Adjuvant can enhance or direct the immune response of the vaccinated individual

injections jar

MONDAY, Nov. 30, 2015 (HealthDay News) -- The first seasonal influenza vaccine with an adjuvant has been approved for use in seniors, according to the U.S. Food and Drug Administration.

Fluad is a trivalent vaccine, and contains the adjuvant MF59, which is made with squalene oil, the FDA said in an agency news release.

The vaccine's approval is based on an international clinical trial of 7,082 people, aged 65 and older, who received either Fluad or Agriflu, another trivalent seasonal flu vaccine. Both vaccines triggered comparable immune responses. The study also concluded that Fluad was safe. The most common side effects were injection site pain and tenderness, muscle aches, headache, and fatigue.

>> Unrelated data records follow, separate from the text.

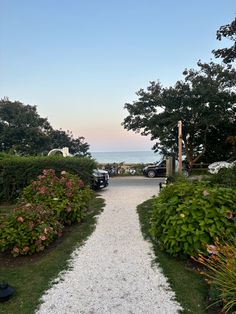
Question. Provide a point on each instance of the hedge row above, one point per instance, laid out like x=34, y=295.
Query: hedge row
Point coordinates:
x=18, y=172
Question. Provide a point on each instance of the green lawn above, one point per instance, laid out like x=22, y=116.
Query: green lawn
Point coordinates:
x=190, y=288
x=30, y=276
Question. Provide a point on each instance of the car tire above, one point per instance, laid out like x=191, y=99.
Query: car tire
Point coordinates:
x=151, y=174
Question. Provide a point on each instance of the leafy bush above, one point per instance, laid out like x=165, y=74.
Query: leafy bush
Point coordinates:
x=17, y=172
x=221, y=273
x=186, y=216
x=29, y=229
x=66, y=197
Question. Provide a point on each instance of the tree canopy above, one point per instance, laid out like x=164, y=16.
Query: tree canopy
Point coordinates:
x=24, y=132
x=206, y=103
x=227, y=31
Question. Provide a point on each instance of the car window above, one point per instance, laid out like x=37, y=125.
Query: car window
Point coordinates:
x=162, y=164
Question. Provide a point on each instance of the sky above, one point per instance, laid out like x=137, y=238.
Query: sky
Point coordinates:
x=80, y=61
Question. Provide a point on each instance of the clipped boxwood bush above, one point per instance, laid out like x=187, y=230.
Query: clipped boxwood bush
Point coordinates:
x=65, y=196
x=187, y=216
x=17, y=172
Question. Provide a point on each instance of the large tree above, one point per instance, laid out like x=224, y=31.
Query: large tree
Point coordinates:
x=22, y=129
x=24, y=132
x=60, y=139
x=227, y=31
x=206, y=103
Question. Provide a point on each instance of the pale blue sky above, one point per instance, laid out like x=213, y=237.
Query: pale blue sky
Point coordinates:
x=80, y=61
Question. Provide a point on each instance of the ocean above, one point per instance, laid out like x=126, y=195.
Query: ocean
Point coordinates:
x=131, y=157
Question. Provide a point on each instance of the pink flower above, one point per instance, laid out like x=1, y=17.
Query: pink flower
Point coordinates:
x=26, y=249
x=42, y=237
x=80, y=184
x=20, y=219
x=31, y=225
x=16, y=250
x=205, y=193
x=212, y=249
x=69, y=184
x=230, y=215
x=42, y=190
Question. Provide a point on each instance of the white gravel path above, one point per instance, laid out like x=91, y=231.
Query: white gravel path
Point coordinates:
x=112, y=272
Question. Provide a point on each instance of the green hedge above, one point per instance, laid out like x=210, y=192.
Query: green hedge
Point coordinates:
x=18, y=172
x=188, y=216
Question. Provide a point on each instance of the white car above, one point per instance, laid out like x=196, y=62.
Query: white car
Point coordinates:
x=216, y=166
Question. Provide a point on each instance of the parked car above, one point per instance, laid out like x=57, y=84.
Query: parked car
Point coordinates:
x=100, y=179
x=215, y=167
x=155, y=170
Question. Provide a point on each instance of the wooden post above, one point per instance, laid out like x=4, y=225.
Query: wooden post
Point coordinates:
x=180, y=145
x=169, y=166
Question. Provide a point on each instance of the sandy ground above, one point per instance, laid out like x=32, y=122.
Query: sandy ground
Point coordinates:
x=113, y=271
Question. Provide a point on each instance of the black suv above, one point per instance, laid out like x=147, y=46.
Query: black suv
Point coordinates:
x=155, y=170
x=100, y=179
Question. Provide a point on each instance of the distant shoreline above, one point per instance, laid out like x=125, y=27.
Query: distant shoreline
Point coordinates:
x=127, y=157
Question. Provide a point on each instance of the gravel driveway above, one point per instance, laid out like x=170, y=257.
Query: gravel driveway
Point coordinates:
x=112, y=272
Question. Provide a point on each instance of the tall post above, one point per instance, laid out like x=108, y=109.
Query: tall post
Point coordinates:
x=180, y=145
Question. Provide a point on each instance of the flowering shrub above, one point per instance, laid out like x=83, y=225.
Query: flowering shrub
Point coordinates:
x=45, y=206
x=28, y=230
x=220, y=273
x=187, y=216
x=66, y=196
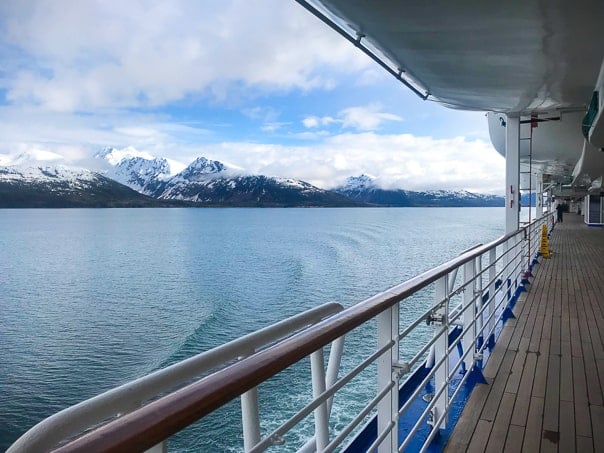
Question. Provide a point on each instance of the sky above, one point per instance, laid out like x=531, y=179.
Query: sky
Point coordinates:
x=258, y=84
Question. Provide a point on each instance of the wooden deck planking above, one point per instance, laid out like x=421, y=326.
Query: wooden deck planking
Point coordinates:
x=545, y=389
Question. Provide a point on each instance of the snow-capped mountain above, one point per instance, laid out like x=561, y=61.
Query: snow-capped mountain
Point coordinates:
x=362, y=182
x=138, y=170
x=212, y=183
x=140, y=174
x=200, y=169
x=28, y=186
x=364, y=189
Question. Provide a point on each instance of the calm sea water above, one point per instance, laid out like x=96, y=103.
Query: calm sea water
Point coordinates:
x=91, y=299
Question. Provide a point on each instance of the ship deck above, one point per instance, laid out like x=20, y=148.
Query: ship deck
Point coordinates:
x=545, y=378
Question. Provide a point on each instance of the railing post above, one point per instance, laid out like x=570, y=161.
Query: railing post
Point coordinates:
x=317, y=367
x=250, y=419
x=441, y=347
x=492, y=293
x=388, y=406
x=478, y=301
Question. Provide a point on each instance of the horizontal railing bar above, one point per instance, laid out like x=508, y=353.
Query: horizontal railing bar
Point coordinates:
x=158, y=420
x=306, y=410
x=162, y=418
x=127, y=397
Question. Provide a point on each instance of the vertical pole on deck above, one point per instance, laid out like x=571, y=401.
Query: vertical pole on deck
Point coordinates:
x=512, y=199
x=250, y=419
x=492, y=294
x=539, y=195
x=469, y=313
x=317, y=365
x=388, y=406
x=441, y=347
x=512, y=173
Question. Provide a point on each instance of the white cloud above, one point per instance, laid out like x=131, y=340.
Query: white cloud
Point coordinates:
x=399, y=161
x=366, y=118
x=363, y=118
x=86, y=55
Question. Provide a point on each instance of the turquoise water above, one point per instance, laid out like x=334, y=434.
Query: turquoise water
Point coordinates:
x=91, y=299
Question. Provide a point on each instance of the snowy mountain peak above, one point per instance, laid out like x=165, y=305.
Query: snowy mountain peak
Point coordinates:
x=359, y=182
x=141, y=174
x=114, y=156
x=201, y=167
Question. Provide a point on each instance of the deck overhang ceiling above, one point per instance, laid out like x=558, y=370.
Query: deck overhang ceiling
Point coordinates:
x=511, y=57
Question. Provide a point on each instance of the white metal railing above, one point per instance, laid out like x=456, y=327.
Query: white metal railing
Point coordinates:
x=470, y=294
x=130, y=396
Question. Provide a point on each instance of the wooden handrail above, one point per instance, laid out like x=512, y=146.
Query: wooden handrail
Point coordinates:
x=158, y=420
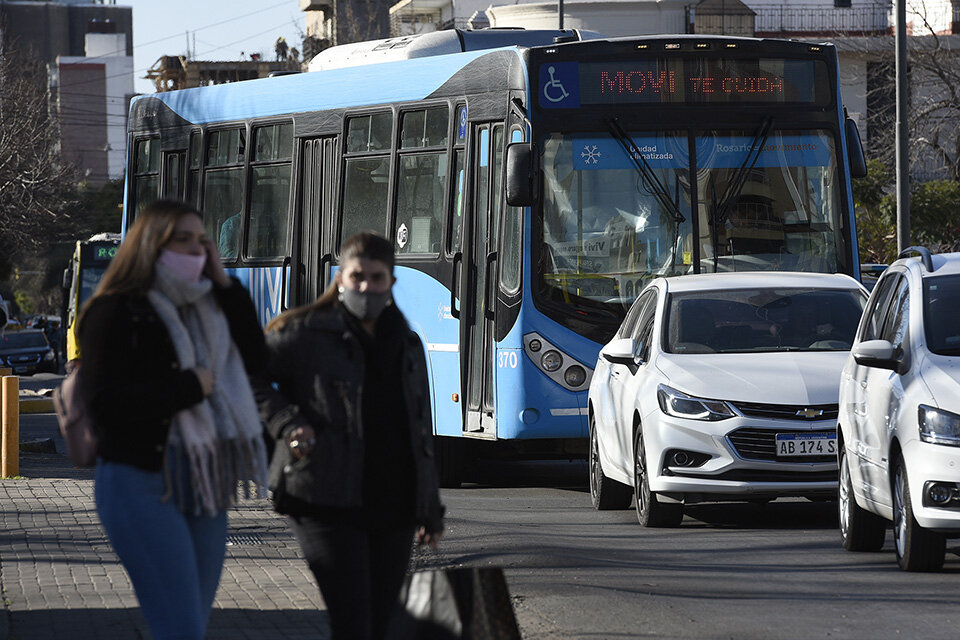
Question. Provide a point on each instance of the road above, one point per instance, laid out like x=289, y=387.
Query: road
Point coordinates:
x=730, y=571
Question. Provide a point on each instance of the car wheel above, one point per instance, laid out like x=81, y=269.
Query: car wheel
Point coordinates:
x=605, y=494
x=860, y=530
x=650, y=511
x=918, y=549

"Fluad provides another alternative for a safe and effective influenza vaccine in people 65 years of age and older," Karen Midthun, M.D., director of the FDA's Center for Biologics Evaluation and Research, said in the news release. "Immunizing individuals in this age group is especially important because they bear the greatest burden of severe influenza disease and account for the majority of influenza-related hospitalizations and deaths."

Fluad -- made by Novartis -- has been used in Italy since 1997 and is currently approved in 38 countries, the FDA said.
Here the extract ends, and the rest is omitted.